Dr. Dhage, the session moderator, spoke of some of the known quantities that affect patient outcomes—insurance status, income, age, and severity of a medical condition—but noted that less visible interpersonal factors are becoming more understood. “We now know that the impact of bias and cultural competency causes differences in the delivery of care, and therefore affects patient outcomes,” she said.
The first panelist, Brian E. Gittens, EdD, associate dean for human resources, equity, and inclusion, University of Wisconsin–Madison School of Medicine and Public Health, presented a video showcasing the “McGurk effect,” which illustrated that people can hear different sounds based upon the visual to which it is attached. “This is how bias works,” Dr. Gittens said. “You think you know something about a group of people, about a medical student, or a type of patient, and that association is so powerful that you’ll ignore the reality of what you see.”

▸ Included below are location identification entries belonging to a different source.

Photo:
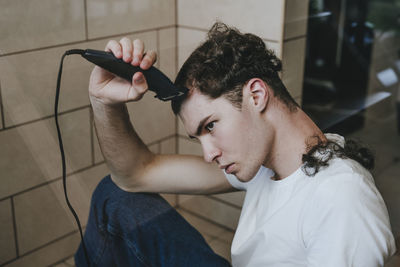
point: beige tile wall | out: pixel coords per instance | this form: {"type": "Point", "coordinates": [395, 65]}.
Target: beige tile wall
{"type": "Point", "coordinates": [293, 65]}
{"type": "Point", "coordinates": [107, 18]}
{"type": "Point", "coordinates": [31, 24]}
{"type": "Point", "coordinates": [263, 17]}
{"type": "Point", "coordinates": [7, 241]}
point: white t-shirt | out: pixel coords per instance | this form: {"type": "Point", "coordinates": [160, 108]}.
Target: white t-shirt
{"type": "Point", "coordinates": [336, 218]}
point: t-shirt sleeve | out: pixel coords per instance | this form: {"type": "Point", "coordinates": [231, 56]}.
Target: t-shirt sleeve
{"type": "Point", "coordinates": [347, 224]}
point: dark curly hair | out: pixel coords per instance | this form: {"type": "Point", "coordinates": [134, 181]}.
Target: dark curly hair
{"type": "Point", "coordinates": [319, 155]}
{"type": "Point", "coordinates": [223, 64]}
{"type": "Point", "coordinates": [227, 60]}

Not all bias is pejorative; in fact, it can help to create meaning, allow mental shortcuts, and enable us to screen information so that we can choose what to afford our concentration, which is especially important for surgeons. But our backgrounds and experiences can “create micro-behaviors or messages, and if we repeat them, it can create advantages for some and disadvantages for others, and can systematically result in inequity and exclusion” both between colleagues and between surgeons and patients, Dr. Gittens said. He described some ways to mitigate bias, including accepting that it exists, self-reflection, and engaging with people you consider “others.”
Danny Takanishi, Jr., MD, FACS, professor of surgery, University of Hawaii, Honolulu, suggested that bias and cultural competency are part of a “unifying theme” that affects behaviors, serving as a foundation on which to base the way we interact with the world. He went on to define cultural competence as it is currently understood but focused on “congruence.”

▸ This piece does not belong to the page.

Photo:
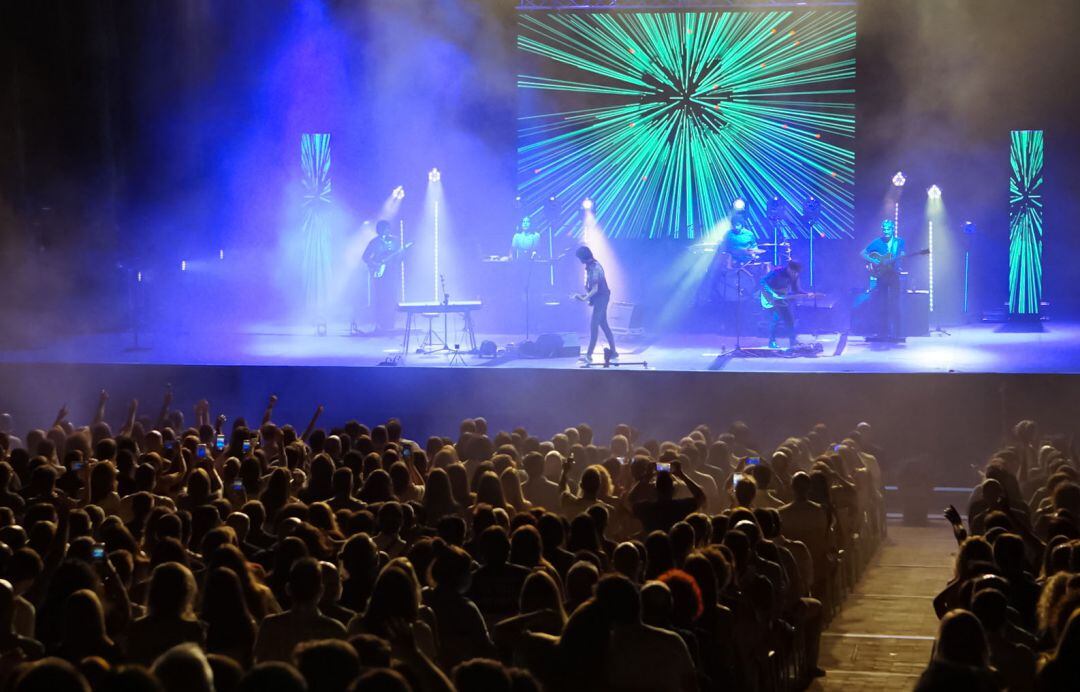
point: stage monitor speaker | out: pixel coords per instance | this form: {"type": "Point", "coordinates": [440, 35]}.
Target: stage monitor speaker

“You want to be able to be sure that, within the framework of individuality, there is a sense of being able to work together with a degree of mutual understanding and respect,” Dr. Takanishi said, noting that it is of particular importance in the patient care setting. The ability to communicate effectively with patients of disparate socioeconomic and cultural backgrounds is key to improving patient outcomes in a time of changing demographics, both on the patient side and the surgeon side. Dr. Takanishi also addressed the failures of the health care system to adequately address cultural competency, and how that “leaves us with some ethical implications that we must address. We must take this cognitive disequilibrium and translate it into changes that are going to lead to improvement in care,” he said.

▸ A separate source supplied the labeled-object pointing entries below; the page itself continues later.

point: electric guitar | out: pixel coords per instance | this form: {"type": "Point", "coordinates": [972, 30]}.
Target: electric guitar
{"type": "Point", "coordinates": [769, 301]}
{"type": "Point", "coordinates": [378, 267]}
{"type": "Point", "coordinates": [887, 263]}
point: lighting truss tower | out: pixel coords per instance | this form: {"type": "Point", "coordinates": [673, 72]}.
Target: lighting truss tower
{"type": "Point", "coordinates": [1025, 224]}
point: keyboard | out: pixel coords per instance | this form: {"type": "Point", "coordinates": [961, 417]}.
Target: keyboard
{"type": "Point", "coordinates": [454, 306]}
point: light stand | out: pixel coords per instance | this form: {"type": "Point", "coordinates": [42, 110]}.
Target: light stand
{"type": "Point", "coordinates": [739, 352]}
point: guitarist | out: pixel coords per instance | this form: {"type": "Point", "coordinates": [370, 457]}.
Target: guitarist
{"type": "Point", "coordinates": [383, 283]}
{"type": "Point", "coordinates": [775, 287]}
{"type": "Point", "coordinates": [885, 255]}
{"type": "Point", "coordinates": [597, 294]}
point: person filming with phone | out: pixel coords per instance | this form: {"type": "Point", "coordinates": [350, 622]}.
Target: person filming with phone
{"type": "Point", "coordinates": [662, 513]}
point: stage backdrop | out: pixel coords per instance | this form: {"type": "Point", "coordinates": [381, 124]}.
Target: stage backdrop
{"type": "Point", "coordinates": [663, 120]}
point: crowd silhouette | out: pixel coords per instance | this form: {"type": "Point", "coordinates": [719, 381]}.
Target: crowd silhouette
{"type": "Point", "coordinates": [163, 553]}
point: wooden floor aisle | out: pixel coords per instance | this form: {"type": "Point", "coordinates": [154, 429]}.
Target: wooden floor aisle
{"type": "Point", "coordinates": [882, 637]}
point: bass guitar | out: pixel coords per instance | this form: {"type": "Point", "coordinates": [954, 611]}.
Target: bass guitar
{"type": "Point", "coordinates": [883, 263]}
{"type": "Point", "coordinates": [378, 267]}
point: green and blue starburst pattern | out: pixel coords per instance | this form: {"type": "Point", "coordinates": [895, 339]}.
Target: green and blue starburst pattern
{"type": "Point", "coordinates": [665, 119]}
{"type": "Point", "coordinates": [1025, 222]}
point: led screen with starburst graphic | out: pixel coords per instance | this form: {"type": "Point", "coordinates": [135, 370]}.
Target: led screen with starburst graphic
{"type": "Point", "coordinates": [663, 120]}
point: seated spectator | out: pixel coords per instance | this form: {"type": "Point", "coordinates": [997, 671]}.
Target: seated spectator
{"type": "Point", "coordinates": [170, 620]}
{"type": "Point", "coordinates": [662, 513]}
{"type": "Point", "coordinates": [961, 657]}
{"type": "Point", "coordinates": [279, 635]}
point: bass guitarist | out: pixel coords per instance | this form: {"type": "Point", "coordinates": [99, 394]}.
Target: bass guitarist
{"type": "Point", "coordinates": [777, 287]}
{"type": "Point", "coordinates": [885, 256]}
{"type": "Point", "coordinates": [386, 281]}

Dr. Takanishi then reviewed some of the steps that are being taken by health care organizations, such as the Accreditation Council for Graduate Medical Education, to address the cultural competency gaps and how the medical education paradigm should look going forward.
Disparities in health care clearly exist, as clearly as overt institutional racism existed in the past, according to Willie Underwood III, MD, MPH, MSCi, FACS, a urologic surgeon at Roswell Park Cancer Institute, Buffalo, NY. He noted that that the panel was about knowing oneself, society, culture, and what he called “the enemy.”
“The enemy is every time we fail to provide optimal, quality care to our patients. That’s our enemy,” said Dr. Underwood, explaining that a part of combating that adversary is understanding the things that surgeons aren’t taught in medical school or residency, including cultural competence. He discussed how racial bias, conscious or not, can often bleed into health care, citing multiple studies that African Americans and other minorities were less likely, on average, to receive treatment for common procedures, which directly leads to overall lower demographic health.
And the impact is as much economic as it is emotional—the progressive costs of treating these patients after missing an earlier, simpler problem runs into the hundreds of billions and trillions of dollars. Addressing that divide will involve a better understanding of bias and cultural education, as the other panelists noted. “The actions of organizations inside must match the mission objectives of the organization outside,” Dr. Underwood said. “Who we say we are must be who we are.”